ColumnsFaith FormationRespect Life/Social Justice

Reflecting on Catholic teaching about the value of work

 

By Mark Schmidt

Special to The Witness

Pope Francis said to a crowd in 2015: “In speaking about a serious, honest person, the most beautiful thing that can be said is: ‘he or she is a worker’…Work — I repeat, in its many forms — is proper to the human person. It expresses the dignity of being created in the image of God. Thus, it is said that work is sacred.” The words from Pope Francis offer us an invitation to talk about work, the worker, and the wage they earn on this Labor Day weekend.

The topic of wages in particular is a perennial issue in policy discussions at local and national levels, and especially between workers and employers. Rather than specifying an exact dollar amount here, let’s review what principles should go into determining what every worker should be guaranteed for a wage, regardless of the job they do, according to our faith.

As stated earlier by Pope Francis, all work is sacred. Whether you are a janitor or doctor, according to our faith, both activities are equal in dignity and both are sacred occupations. This is because work is dignified, not by the specific task itself, but by the fact that it is done by human persons utilizing the gifts from God as stewards of his creation. The Second Vatican Council explains this relationship between human persons and work in this way: “Indeed, we hold that through labor offered to God man is associated with the redemptive work of Jesus Christ, who conferred an eminent dignity on labor when at Nazareth he worked with his own hands. From this there follows for every man the duty of working faithfully and also the right to work.” (Gaudium et Spes, 67) Just as we have a right to food, water, clothing, healthcare, education, we also have a right to work because work connects us to our Creator and Savior.

Unfortunately, the conversation too often looks at work solely from the utility of the work done or how much profit the work can raise rather than taking into consideration the primary reason for work – the person doing it. And so we see social media memes or cable news celebrities denigrating certain workers by calling them “burger flippers” and going to great lengths to argue why they don’t deserve a living wage because their work is “less than” the work of others. As Catholics, we reject such arguments because all work is sacred as are the lives of the people doing the work.

With the right to work come other rights that flow from it. When those rights are violated poverty results: “(the poor) appear as a result of the violation of the dignity of human work: either because the opportunities for human work are limited as a result of the scourge of unemployment, or because a low value is put on work and the rights that flow from it, especially the right to a just wage and to the personal security of the worker and his or her family.” (Laborem Exercens, 8)

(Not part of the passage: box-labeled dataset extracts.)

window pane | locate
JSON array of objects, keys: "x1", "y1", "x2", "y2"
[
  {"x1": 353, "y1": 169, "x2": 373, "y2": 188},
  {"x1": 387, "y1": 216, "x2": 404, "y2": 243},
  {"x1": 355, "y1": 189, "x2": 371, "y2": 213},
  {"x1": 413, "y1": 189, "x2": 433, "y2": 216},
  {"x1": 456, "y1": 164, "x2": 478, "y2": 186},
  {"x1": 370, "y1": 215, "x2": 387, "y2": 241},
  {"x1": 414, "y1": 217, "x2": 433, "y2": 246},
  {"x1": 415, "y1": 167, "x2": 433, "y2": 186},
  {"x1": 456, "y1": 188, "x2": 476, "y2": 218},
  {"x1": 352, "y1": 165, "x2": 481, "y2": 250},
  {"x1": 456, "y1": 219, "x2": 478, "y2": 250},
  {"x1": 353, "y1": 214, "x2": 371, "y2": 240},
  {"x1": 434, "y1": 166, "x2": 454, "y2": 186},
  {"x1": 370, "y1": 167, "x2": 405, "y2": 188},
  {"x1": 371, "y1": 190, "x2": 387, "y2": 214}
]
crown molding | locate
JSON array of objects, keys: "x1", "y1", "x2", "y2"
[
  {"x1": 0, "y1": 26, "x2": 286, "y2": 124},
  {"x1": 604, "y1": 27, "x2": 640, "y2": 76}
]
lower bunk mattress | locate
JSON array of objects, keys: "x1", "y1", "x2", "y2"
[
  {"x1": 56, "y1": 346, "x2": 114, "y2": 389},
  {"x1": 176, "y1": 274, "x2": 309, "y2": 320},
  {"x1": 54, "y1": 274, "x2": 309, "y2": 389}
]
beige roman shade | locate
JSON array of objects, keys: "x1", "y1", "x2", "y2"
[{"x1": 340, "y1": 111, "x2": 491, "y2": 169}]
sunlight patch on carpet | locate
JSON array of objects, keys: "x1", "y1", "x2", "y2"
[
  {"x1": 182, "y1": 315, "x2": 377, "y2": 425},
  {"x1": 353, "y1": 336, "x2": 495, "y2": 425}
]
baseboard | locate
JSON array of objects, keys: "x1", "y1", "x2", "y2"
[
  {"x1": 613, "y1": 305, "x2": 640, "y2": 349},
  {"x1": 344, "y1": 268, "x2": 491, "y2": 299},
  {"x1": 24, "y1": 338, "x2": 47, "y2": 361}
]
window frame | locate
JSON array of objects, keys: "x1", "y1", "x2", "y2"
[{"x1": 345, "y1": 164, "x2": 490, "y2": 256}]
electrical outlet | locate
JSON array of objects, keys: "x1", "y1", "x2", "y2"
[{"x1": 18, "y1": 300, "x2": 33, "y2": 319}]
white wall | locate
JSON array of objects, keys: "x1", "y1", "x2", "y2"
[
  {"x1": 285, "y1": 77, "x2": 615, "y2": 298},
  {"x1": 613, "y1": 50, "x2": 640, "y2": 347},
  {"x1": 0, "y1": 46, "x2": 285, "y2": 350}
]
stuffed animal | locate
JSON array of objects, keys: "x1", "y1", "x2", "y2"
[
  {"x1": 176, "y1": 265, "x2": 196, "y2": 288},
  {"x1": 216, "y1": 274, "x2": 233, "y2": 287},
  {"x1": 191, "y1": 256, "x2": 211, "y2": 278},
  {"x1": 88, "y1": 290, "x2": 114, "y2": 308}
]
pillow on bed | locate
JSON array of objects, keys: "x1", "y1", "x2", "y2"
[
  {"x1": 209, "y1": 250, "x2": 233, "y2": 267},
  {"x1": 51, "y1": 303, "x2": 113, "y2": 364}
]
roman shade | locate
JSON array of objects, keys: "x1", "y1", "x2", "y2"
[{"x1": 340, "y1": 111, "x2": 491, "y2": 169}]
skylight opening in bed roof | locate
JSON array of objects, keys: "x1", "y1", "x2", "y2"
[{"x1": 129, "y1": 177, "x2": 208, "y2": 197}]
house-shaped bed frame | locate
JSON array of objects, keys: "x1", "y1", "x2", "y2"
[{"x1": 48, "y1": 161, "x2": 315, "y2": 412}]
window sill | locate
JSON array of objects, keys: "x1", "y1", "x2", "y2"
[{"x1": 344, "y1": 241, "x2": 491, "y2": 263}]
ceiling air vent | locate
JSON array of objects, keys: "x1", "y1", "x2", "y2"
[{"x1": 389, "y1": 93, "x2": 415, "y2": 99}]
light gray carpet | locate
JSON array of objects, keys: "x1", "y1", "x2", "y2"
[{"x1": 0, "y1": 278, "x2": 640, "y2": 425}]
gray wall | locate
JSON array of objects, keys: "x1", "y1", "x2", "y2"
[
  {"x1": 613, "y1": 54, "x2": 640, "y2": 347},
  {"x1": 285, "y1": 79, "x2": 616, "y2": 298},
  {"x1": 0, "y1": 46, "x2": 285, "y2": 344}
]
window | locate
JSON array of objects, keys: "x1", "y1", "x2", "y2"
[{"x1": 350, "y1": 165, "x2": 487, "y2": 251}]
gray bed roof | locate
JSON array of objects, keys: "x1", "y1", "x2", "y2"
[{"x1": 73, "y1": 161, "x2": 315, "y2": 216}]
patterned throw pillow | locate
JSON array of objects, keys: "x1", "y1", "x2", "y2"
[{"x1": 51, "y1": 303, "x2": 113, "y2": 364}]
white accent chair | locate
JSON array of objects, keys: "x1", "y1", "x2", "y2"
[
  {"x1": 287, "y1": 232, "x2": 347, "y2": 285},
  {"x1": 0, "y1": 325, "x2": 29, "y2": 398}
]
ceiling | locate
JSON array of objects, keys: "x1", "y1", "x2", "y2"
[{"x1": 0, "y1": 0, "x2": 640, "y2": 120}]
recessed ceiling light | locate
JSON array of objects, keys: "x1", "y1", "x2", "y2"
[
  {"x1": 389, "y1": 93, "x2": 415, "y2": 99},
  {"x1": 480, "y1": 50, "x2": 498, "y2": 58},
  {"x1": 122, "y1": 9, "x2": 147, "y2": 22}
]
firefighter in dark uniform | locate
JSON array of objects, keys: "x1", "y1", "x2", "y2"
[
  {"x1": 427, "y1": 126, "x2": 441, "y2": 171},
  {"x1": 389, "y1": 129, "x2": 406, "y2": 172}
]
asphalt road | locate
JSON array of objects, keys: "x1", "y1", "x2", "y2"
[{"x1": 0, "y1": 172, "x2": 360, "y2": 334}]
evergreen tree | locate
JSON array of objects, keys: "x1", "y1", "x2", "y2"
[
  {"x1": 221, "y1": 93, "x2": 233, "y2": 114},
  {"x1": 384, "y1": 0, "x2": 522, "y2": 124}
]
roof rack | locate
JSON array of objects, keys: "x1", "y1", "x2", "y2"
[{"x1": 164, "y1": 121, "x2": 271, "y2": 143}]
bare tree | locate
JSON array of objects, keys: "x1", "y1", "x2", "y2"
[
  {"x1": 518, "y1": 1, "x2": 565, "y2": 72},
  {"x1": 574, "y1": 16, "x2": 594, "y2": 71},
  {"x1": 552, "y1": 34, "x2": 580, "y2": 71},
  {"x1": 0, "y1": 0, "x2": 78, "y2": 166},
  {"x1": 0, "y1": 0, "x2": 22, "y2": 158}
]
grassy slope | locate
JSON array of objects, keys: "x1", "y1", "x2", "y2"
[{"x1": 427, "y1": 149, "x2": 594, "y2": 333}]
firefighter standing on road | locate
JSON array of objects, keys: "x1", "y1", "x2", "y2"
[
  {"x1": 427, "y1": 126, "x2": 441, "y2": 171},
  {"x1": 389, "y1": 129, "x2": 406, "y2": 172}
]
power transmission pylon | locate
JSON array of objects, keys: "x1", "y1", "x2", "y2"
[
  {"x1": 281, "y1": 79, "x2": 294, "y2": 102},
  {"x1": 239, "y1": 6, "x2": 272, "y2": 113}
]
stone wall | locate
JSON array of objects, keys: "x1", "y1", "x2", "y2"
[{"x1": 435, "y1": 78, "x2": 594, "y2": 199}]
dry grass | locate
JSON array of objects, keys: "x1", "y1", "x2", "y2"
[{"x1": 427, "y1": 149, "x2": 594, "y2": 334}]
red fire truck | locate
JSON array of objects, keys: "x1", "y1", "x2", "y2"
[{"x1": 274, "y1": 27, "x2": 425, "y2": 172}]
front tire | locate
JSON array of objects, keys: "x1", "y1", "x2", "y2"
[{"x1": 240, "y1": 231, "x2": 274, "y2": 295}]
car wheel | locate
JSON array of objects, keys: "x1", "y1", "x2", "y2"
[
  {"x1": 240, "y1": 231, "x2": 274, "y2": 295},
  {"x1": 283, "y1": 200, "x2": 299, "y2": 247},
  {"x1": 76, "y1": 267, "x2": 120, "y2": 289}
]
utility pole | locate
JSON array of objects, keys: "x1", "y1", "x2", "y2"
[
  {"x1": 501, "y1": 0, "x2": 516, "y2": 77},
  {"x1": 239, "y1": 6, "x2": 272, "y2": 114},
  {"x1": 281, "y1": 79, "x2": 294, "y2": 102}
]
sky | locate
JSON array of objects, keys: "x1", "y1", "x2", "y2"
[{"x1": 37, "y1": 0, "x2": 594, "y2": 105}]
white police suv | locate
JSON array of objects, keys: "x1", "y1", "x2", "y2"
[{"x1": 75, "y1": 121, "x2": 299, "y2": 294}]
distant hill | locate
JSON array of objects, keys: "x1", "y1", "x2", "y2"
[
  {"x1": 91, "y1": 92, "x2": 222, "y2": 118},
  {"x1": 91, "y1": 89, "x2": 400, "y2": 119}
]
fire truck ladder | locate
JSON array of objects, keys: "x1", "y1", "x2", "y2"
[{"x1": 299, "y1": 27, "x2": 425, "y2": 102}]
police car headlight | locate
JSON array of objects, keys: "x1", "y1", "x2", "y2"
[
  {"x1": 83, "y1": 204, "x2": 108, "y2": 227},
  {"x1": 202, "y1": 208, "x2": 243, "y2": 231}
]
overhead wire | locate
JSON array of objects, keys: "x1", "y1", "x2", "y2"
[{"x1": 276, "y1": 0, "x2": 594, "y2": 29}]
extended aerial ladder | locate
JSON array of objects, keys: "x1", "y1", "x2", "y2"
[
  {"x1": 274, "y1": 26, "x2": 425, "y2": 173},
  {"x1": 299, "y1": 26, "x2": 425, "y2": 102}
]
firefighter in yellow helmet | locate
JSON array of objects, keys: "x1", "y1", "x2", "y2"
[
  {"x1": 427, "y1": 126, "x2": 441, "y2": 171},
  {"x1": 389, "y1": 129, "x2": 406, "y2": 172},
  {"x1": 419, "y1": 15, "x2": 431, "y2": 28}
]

As Catholics we are called to focus on the dignity of the persons doing the work, the people they support with their wages, and the common good of society. When it comes to minimum wages the church tells us “remuneration for labor is to be such that man may be furnished the means to cultivate worthily his own material, social, cultural, and spiritual life and that of his dependents.” (Gaudium et Spes, 67) And “an element that must be appreciated and safeguarded is that of a family wage, a wage sufficient to maintain a family and allow it to live decently. Such a wage must also allow for savings that will permit the acquisition of property as a guarantee of freedom.” (Compendium on Social Doctrine, 250)

The requirements to uphold the Catholic faith in wages then guides us to see that all wages, regardless of the specific job being done must provide for the basic necessities of life: clothing, shelter, food, healthcare as well as providing for the social, cultural and spiritual life of the family. It must be sufficient to be able to save and acquire property. It must also allow workers to “enjoy sufficient rest and leisure to cultivate their familial, cultural, social and religious life.” (Gaudium et spes, 67)

Wages must also be sufficient that a family can live off of one income. Pope Pius the XI declared it “an intolerable abuse, and to be abolished at all cost” that both parents should be forced to work because the wages of one parent is not enough to support the family. (Quadragesimo Anno, 71)

The ability to accomplish these principles requires a great effort on the part of all workers, employers, citizens, and the appropriate government authority. Different things must be taken into consideration: Cost of living for a particular area (housing, food, healthcare, clothing), transportation, cost of school, projected cost of retirement, enough left over to acquire a house/property and spend for leisure as well as “the productivity of each, the state of the business and the common good.” (Catholic Catechism, 2434) This means that the minimum wage is to be enough for a life of human flourishing but ought not be excessive for the sole purpose of satisfying a materialistic desire for things.

Affording all of these things may not solely come in the form of a paycheck and may include sufficient social programs; “various forms of important social provisions help to bring it about, for example, family subsidies and other contributions for dependent family members, and also remuneration for the domestic work done in the home by one of the parents.” (Compendium, 250) The responsibility of citizens, the society as a whole, employers and workers is to work with charity and justice toward one another in order to assure these principles for all families are met because the worker, the work, and the family work supports, is sacred.

 Schmidt is Respect Life/Social Justice director for the archdiocese.